Égypte: cinq morts dans le mouvement de protestation contre le président Morsi

Égypte - Des centaines de milliers de personnes ont envahi les rues du Caire et d'autres villes de l'Égypte, dimanche, et ont marché en direction du Palais présidentiel, dans l'espoir de provoquer le départ du président islamiste, dans le cadre des plus imposantes manifestations vues au pays en deux ans et demi de chaos.

Dans une démonstration du caractère explosif des divisions qui règnent dans le pays, des jeunes manifestants provenant surtout de quartiers voisins ont projeté des pierres et des bombes incendiaires sur les principaux quartiers généraux des Frères musulmans du président Mohammed Morsi.
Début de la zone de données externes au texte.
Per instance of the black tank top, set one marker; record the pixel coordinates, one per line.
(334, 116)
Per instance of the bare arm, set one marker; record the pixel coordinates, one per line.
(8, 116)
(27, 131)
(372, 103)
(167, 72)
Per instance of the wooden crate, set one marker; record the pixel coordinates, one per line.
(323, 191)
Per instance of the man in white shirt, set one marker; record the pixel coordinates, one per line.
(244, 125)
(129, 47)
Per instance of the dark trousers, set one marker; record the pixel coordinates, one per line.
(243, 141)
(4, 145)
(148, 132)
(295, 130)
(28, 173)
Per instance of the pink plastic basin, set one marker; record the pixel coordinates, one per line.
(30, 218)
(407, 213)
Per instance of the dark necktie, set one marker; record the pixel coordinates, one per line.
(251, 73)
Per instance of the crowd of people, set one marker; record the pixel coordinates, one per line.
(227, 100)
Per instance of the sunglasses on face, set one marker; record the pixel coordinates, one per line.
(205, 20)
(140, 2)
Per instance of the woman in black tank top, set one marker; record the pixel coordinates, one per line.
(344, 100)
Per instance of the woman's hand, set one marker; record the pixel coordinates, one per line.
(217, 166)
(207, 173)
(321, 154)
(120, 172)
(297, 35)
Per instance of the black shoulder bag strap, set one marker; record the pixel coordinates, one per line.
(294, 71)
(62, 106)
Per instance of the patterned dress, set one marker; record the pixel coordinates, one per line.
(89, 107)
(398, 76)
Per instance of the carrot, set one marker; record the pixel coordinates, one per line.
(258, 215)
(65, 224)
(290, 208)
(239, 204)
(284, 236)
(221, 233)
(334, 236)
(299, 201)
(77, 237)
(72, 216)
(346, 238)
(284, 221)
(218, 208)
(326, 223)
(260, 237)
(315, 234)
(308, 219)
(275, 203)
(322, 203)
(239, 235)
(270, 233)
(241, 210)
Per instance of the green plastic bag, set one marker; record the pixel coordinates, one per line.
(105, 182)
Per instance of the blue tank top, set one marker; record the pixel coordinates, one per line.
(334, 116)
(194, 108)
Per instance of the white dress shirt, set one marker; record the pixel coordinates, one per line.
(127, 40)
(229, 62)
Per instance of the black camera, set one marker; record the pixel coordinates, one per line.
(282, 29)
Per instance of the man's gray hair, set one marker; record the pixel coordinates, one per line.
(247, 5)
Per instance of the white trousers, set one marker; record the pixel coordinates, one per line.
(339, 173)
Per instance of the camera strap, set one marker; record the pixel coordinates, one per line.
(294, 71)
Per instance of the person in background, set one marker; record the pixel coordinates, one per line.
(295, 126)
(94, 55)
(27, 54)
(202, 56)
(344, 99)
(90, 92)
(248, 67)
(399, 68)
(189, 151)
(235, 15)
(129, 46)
À un certain moment, un incendie a éclaté aux portes de la villa.

Lors d'affrontements, des partisans des Frères musulmans barricadés ont fait feu en direction des assaillants, faisant au moins trois morts, selon ce qu'ont rapporté des militants.

Au moins cinq autres manifestants anti-Morsi ont été tués dimanche lors d'affrontements et de fusillades dans le sud de l'Égypte.

Plusieurs craignaient que les affrontements entre les deux clans deviennent plus violents au cours des prochains jours. Par l'entremise d'un porte-parole, M. Morsi a clairement fait savoir qu'il ne quitterait pas ses fonctions, et ses partisans islamistes ont promis de ne pas permettre de sortir l'un des leurs, élu à la suite d'un scrutin légitime.

Durant la journée de dimanche, des milliers d'islamistes se sont massés non loin du Palais présidentiel, en guise de soutien pour M. Morsi, et certains d'entre eux, munis d'armures artisanales et de bâtons, étaient prêts pour d'éventuels affrontements.

Les manifestants ont tenté de démontrer, par leur nombre, que le pays s'est retourné de façon irrévocable contre M. Morsi, et ce, exactement un an après que celui-ci fut assermenté à titre de premier président égyptien élu lors d'élections libres. Mais tout au cours de la journée et jusqu'à la fin de la soirée, les craintes de violence généralisée sur les sites de rassemblements ne se sont pas matérialisées.

En fait, l'ambiance était surtout festive alors que des manifestants aux imposants ralliements anti-Morsi à la place Tahrir et à l'extérieur du Palais Ittihadiya ont envahi rues et boulevards, agitant des drapeaux, sifflant et chantant.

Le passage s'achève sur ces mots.